On Thursday, I had a good visit with my doctor, or rather with yet another medical school student and my doctor. Actually, I like meeting with the med students. I'm all in favour of more physicians with knowledge of trans health care, and I feel kind of privileged to be helping them learn. Plus, they've all been really nice.
Turns out this was not the big post-op planning session. It was good, however, to learn that my lab results were all in line, including better cholesterol numbers. Yay for All-Bran with psyllium, low-fat cheese, and more fish! My blood pressure is very good too, as good as when I was power-walking a lot. Now if only I could get back to some kind of aerobic workout!
It was a good visit, but I left kind of depressed. I think I was set up for it by discussion a few days ago about whether we remain transsexual forever and whether we are ever fully women. At the community health centre I go to, it would be rare for me not to see at least one other trans woman. And all it took was seeing one easily-clocked trans woman to send me into a funk.
Oh, how we strain against the strictures of our male bodies! So many times, they just don't cooperate with our efforts to turn them female when we're already grown. The face, the shoulders, the chest, the hands, the hips—there are so many ways our bodies can betray us.
We have a pretty fucked up condition when you think about it. An undervirilized brain in a body that develops fine along male lines is just a horrible way for nature to go wrong. And yet our personalities are in that brain that developed differently—a perfectly healthy brain, just mismatched with the rest of the body. To shake out of us the feeling that our bodies are not right, that we should be women, you would have to shake away our very selves. You would not be left with a man but rather with a shell.
So we do everything we can, or everything we can afford, to right this terrible wrong. We live as our brain tells us we must. We correct the hormone balance that our brain says was wrong. We have skilled surgeons take away the dangly mistake and give us the vagina we ought to have had and sometimes the face we need to see in the mirror and the breasts that hormones would not grant us.
And yet none of that will change the fact that we were born male-bodied. Nor will it give us ovaries and a uterus and thereby the possibility of bearing children. None of it will change the bones inside us—shoulders, ribs, hands, feet, hips. None of it will help us learn to be full-fledged women and not just girls in finery.
Yes, there are times and circumstances in which this compromise feels...grotesque. We try so hard, and this is the best we can do.

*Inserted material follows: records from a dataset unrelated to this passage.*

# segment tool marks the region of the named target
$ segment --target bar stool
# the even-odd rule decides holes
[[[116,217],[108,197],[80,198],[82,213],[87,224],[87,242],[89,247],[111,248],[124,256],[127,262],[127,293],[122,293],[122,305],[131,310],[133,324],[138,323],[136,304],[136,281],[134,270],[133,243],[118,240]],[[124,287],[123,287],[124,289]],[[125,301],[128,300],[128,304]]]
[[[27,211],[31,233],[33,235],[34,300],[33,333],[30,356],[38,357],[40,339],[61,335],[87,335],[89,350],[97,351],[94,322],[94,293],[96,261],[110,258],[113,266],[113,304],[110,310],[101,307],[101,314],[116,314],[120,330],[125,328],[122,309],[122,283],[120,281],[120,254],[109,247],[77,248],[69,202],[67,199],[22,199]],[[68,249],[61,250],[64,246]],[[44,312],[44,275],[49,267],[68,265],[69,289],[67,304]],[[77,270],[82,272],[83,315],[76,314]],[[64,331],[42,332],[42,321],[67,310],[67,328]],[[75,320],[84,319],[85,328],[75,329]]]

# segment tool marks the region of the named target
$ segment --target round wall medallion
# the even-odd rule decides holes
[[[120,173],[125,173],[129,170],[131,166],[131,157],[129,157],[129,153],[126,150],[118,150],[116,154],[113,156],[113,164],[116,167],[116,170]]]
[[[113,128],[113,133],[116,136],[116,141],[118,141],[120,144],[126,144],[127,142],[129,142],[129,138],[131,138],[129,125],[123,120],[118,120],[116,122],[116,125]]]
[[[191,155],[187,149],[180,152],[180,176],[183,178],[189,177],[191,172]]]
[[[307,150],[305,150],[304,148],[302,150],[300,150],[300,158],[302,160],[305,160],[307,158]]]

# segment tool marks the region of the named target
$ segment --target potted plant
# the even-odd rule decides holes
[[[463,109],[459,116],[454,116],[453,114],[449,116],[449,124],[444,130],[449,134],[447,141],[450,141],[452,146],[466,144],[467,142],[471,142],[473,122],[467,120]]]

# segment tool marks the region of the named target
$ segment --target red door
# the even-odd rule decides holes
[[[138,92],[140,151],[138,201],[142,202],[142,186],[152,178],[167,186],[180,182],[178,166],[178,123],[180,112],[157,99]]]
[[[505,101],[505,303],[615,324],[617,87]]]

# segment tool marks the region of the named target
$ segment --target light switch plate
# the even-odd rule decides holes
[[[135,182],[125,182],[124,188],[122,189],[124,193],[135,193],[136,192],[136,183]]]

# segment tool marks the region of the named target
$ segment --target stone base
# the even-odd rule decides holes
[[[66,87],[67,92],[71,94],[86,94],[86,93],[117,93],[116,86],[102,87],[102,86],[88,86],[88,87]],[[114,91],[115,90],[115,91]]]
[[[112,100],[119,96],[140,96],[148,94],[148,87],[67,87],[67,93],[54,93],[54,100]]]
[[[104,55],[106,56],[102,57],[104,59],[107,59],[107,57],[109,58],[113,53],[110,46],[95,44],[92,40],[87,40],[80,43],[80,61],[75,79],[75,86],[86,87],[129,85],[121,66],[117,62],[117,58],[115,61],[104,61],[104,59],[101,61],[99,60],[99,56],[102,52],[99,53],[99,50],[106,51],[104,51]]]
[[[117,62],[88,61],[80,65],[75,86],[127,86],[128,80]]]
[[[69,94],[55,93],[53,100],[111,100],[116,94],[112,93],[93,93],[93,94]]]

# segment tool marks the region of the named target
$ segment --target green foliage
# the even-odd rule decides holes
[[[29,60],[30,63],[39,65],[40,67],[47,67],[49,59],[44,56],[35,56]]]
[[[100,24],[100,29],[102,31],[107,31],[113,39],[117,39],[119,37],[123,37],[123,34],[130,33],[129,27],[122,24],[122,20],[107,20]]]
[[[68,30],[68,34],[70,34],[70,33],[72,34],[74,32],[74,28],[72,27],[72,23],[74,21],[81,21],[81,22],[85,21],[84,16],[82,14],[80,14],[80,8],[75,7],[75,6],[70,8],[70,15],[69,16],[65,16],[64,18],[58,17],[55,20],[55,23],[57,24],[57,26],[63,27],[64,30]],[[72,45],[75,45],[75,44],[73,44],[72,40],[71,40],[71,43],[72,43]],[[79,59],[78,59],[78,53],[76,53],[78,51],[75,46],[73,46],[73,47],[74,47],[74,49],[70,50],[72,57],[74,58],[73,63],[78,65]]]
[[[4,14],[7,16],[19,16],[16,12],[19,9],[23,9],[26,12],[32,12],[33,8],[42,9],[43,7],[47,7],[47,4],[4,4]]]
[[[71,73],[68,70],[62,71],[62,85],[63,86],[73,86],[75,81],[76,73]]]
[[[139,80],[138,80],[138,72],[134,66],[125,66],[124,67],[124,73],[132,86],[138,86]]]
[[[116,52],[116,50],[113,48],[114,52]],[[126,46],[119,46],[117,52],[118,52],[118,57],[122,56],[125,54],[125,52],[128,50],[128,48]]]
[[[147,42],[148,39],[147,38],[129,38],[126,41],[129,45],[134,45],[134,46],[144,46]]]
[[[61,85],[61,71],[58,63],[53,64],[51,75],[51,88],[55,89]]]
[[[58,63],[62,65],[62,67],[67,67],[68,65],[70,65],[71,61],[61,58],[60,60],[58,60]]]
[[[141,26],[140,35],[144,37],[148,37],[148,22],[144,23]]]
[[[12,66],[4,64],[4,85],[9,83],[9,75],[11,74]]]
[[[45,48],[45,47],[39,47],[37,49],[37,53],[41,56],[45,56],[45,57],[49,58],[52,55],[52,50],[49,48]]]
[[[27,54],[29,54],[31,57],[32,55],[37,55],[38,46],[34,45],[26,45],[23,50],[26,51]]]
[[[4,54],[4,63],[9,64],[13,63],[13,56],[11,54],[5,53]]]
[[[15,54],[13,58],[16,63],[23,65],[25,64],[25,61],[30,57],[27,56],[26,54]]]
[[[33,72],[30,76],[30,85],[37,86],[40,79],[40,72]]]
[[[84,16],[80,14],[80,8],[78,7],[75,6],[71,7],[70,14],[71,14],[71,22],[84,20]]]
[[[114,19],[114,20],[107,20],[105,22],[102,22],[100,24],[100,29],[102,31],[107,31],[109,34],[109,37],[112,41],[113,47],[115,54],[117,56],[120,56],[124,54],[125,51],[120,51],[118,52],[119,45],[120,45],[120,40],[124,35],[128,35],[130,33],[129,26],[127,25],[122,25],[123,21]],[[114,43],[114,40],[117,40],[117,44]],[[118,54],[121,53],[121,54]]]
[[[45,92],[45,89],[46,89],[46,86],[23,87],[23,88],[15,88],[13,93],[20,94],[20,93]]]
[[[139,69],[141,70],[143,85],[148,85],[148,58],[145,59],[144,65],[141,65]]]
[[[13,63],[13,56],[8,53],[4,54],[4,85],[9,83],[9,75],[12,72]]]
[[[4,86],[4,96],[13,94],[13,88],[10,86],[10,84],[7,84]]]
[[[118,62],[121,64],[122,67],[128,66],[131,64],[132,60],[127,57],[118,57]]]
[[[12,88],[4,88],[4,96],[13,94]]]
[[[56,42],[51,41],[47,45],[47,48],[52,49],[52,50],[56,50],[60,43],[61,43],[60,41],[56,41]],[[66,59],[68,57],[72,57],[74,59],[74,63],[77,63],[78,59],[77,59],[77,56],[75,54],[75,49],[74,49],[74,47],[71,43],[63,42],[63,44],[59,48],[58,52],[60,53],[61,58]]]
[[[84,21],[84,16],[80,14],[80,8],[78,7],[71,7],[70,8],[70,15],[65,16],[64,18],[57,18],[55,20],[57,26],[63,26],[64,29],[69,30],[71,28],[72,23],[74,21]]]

Interestingly, I never have those black thoughts for very long. Are they the reality I am denying? Or are they simply demons trying to take away my joy? Because however much those things are objectively true, or can be seen as true, they don't describe the lion's share of my experience. Am I living a delusion, or do I actually see more clearly?
Because however imperfect this woman is, whatever her flaws, she is still a woman. Life echoes that back to her again and again, day in and day out. All those medical miracles are simply to allow us to feel in our bodies the way we feel in our hearts, and to allow others to see, even if only a glimpse, our true selves.
Every day, I feel honoured to be a woman. Not that there is anything dishonorable in being a man, if that's what you ought to be. But this woman is far happier than that man could ever have been. Every day, I thank the Goddess for the privilege I have, and acknowledge my own efforts. Every day, I feel gratitude to everyone who looks at me and sees a woman, especially those who knew me otherwise. Those people owe me nothing, regardless of what my brain tells me. Yet they freely give me love and acceptance, and blessings upon them for it.
Today was my last official day at the agency where I did my counselling practicum. I had a good session with the one client I had remaining. I helped a new practicum student. Very often, the office has been quiet on Fridays, but today it was bustling. One of the former clients who spends a lot of time there was cooking spicy meat patties over rice. Another told me, not for the first time, that he wants to see me around the office. The very first client I had came for a visit, just happened to do so, unaware that it was my last day. We had a lovely reunion. I told one of the staff who had never known about my status that I was trans. Her response: so what? It didn't matter to her, but she was glad that I had trusted her. Before I left, I was handed a card full of well wishes.
Honoured. Happy. Grateful. Proud. Humble. Appreciated. Loved. What more could anyone ask for?